Tsetse flies and other hematophagous Diptera may use a variety of sensory cues to locate host animals. Olfaction is used by many species for long-range attraction, and manipulation of responses to host odors has provided new methods for control of tsetse and the potential to control other species. Although progress has been made in characterizing the chemistry of host odors, the dynamics of odor plumes and how these affect the insects’ responses are less well understood. Carbon dioxide (CO2) is an attractant for many hematophagous insects and provides a convenient model for studying odor plumes, although use of this particular compound must take account of the fact that it is already present in the atmosphere at significant levels.
Studies were undertaken in riverine and mopane tsetse habitats in Zimbabwe during the dry season to determine the range at which CO2 from a host animal can be detected against the background concentration of atmospheric CO2. Continuous background monitoring of CO2 was performed at 1 Hz through seven diurnal cycles, providing a baseline for further experimental readings. CO2 was released at 2, 4, 10, 20 and 200 L/min from a cylinder and from two young oxen in a pit at an estimated 4 L/min, and CO2 levels were measured at distances 8, 16, 32 and 64 m downwind from the release point. Subsequent CO2 mixing ratios and background levels were measured at 10 Hz for 10-20 min periods between dawn and dusk. The three spatial components of wind vector and air temperature were monitored simultaneously at the same positions downwind of the source.
A peak analysis was performed on short sections of the high resolution time series to determine what distance from the release point a plume CO2 signal could be significantly distinguished from the background signal. Due to sparse vegetation and high windspeeds at the mopane site, the background CO2 signal showed an approximately normal distribution and the threshold could be defined in terms of standard deviations. In contrast, the more dense forest canopy and lower windspeed at the riverine site led to a skewed background CO2 distribution. Thus the threshold had to be quantified by means of percentile ranges. Peaks were identified as any CO2 signal above threshold, and bursts were characterized as > 2 continuous peaks. Peaks were detected at all doses of CO2. Numbers of peaks and burst length increased significantly with increasing dose and decreased with increasing distance from the source.
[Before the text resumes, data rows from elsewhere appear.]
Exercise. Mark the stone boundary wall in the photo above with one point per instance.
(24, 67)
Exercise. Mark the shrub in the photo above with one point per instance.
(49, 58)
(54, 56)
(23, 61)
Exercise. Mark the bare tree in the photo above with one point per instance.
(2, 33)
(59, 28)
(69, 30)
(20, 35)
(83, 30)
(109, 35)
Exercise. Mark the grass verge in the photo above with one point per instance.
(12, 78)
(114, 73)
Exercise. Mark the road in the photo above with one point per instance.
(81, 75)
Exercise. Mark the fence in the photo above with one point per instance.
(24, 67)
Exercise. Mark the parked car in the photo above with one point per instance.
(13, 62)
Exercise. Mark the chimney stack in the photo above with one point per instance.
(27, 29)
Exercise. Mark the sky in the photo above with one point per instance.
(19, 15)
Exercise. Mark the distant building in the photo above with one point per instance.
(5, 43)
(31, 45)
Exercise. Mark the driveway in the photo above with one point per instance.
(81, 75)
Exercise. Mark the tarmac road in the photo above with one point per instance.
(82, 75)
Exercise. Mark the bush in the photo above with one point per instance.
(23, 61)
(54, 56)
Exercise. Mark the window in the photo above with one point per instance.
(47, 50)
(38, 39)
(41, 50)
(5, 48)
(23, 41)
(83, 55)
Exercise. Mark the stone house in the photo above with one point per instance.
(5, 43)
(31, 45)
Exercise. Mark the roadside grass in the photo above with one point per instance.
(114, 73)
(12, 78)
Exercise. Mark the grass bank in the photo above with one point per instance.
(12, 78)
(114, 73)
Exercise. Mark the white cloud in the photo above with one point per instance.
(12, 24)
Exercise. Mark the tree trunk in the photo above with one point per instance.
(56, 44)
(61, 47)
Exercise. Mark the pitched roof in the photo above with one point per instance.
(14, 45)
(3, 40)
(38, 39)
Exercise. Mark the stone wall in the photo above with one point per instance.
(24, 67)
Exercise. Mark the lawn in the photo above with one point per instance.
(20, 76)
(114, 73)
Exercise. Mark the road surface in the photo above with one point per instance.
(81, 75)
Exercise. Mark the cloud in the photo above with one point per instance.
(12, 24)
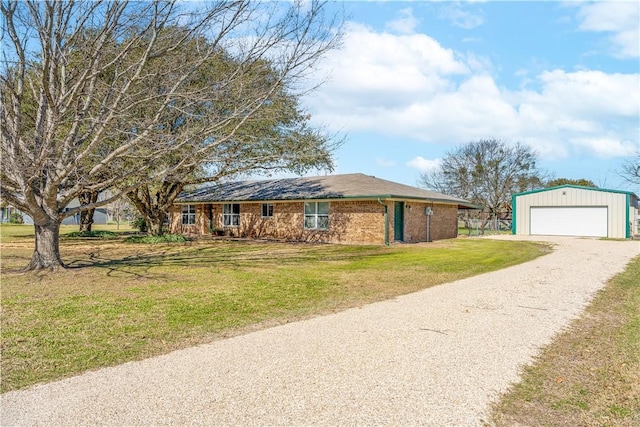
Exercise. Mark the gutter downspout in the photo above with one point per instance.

Results to date on the stability of the atmospheric background and the CO2 intensity within peaks and bursts suggest tsetse may well be able to detect CO2 from large distances (> 64 m) downwind of an animal host in certain habitats. These studies of plume structure will be extended in parallel with electrophysiological investigations of the sensitivity of tsetse to CO2 and field studies of tsetse behaviour.